The issue before the court is a narrow one: Does the proposed amendment deal with a single subject, and is the summary that would appear on the ballot clear enough for voters to make an informed decision? By lumping energy, regulatory and tax policy into a single question, the ballot summary stretches the limit of the single-subject test. The real problem, though, is the measure is grossly misleading, implying it would give Floridians more rights and control over solar than what exists now.
The amendment mentions consumer "rights" and solar "choice," but it doesn't expand either. It merely would enshrine into the Constitution the rights and regulations affecting solar that already exist in state law. Rather than expanding choice for consumers, the measure does the opposite.
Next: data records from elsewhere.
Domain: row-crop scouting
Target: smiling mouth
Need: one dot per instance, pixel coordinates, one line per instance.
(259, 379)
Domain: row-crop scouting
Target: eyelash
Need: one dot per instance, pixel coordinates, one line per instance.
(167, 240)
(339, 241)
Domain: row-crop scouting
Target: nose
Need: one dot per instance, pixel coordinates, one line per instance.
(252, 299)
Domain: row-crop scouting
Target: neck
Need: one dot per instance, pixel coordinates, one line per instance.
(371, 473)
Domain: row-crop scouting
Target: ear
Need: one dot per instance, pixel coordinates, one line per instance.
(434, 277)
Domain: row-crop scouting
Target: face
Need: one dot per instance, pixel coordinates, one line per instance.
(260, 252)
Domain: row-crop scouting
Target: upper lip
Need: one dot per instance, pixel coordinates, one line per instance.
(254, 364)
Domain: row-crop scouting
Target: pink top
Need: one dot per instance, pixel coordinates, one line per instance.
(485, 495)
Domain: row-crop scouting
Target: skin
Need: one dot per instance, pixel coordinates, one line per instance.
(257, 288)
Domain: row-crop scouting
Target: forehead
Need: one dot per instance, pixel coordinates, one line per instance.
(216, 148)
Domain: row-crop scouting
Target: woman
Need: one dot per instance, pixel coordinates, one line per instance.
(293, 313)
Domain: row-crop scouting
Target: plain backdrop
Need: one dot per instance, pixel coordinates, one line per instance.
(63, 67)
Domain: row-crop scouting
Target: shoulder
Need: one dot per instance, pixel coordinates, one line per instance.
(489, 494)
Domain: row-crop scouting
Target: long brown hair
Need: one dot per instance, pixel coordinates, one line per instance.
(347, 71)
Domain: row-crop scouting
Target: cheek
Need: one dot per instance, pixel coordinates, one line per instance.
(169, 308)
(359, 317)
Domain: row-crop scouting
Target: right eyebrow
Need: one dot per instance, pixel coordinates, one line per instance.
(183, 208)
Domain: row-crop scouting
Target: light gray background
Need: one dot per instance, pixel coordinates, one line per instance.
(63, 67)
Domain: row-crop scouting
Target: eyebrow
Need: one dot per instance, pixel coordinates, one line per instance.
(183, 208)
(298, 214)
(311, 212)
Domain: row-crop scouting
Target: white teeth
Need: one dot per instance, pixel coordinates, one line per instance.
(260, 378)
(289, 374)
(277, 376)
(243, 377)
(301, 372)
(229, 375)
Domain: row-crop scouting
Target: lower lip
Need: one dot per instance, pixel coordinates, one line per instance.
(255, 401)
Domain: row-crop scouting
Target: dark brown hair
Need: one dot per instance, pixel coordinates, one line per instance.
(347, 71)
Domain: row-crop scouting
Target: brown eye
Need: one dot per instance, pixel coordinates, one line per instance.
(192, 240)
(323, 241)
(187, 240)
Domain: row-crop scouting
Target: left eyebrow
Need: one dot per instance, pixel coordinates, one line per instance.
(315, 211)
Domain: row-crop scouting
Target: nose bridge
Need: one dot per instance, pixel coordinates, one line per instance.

Giving the electric monopolies the additional constitutional protection for their outdated business models would put Florida even further behind in the use of renewable energies. That's why the industry has spent nearly $7 million on the measure, which came about in reaction to a ballot proposal conceived by environmentalists that would have truly brought competition to the solar market. That competing effort failed to get enough signatures for 2016 and is scheduled to come back in 2018.
In briefs to the court, the power companies have fumbled in trying to explain exactly what their proposal would and would not do. But they concede that the measure enshrines "no policy of any kind," adding that "no action is required by any state or local regulatory authority." So how does establishing a right and a regulatory framework for solar that already exists move the ball at all? This is varnish disguised as paint. So manufactured is the amendment that a state-required analysis found the measure "will not require any change in current or anticipated state and local regulation or taxation of solar energy in Florida."
The merits of the amendment and the implications of putting energy policy under the state Constitution are not before the court. Those are issues for the voters to decide. The justices, though, have an obligation to ensure that any amendment put to the electorate is factual, fair and instructive enough for voters to make an informed decision. This proposal fails that test.